Treatment after a recent ingestion involves inducing vomiting and administering activated charcoal. The pet is then monitored over the next several days for the development of anemia. In cases where the anemia is severe a blood transfusion may be needed.
Grapes and Raisins
Grapes and raisins have been shown to cause kidney failure in dogs. The toxic agent in the grape or raisin leading to the kidney failure and the mechanism in which the toxicity occurs has not yet been indentified. There are cases of dogs that suffered no ill effects after having ingested a moderate quantity of grapes, and cases in which kidney failure developed after ingestion of only a few grapes. The amount of grapes or raisins that need to be ingested to cause kidney damage is not yet known and seems to vary amongst dogs, so any amount could potentially be dangerous.
There have been a few anecdotal reports of cats developing kidney issues after raisin ingestion but currently we do not know for sure if this is a problem in cats.
As for all other cases of recent ingestion of toxic substances, inducing vomiting and administering activated charcoal is the best first line of treatment. For grape and raisin exposure this should be followed with intravenous fluids for 48 hours. During this time your pet should be monitored closely for the development of declining kidney function. This is determined by bloodwork. If there is evidence of declining kidney function then intravenous fluids and supportive care will need to be continued.
Rising Bread Dough
Ingestion of rising bread dough can be life-threatening to our pets. The animal’s body heat will cause the dough to rise in the stomach. Ethanol is produced during the rising process and the dough may expand to several times its original size. Signs seen with bread dough ingestion are associated with ethanol toxicity and foreign body obstruction. These signs may include severe abdominal pain, bloating, vomiting, incoordination and depression.

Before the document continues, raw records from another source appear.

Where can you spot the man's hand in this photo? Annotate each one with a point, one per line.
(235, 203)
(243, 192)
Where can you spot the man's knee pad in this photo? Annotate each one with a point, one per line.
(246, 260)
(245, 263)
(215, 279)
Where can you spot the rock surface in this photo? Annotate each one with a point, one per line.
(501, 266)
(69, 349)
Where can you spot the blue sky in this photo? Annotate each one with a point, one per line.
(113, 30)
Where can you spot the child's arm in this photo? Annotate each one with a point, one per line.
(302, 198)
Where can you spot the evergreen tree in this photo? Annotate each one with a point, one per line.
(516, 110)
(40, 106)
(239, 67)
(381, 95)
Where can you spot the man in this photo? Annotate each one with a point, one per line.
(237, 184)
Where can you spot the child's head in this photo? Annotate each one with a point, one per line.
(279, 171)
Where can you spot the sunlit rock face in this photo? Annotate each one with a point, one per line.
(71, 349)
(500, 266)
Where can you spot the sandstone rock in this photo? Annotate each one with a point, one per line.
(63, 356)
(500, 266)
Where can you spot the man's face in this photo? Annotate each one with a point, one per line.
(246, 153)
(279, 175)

Treatment in cases of recent ingestion in non symptomatic dogs involves inducing vomiting. Pain medication for the stomach distension and obstruction may be indicated as well. Feeding cool water to the pet, given by mouth if they will drink voluntarily or via a stomach tube if they do not, may halt the rising process. In severe cases, dough removal via surgery may be necessary.
As we prepare to gather for our feasts with family or friends, keep in mind the potential danger many of the foods we eat pose to our pets. I hope this discussion has helped to highlight some of the more toxic foods we do not want to be sharing with our lovely furred friends.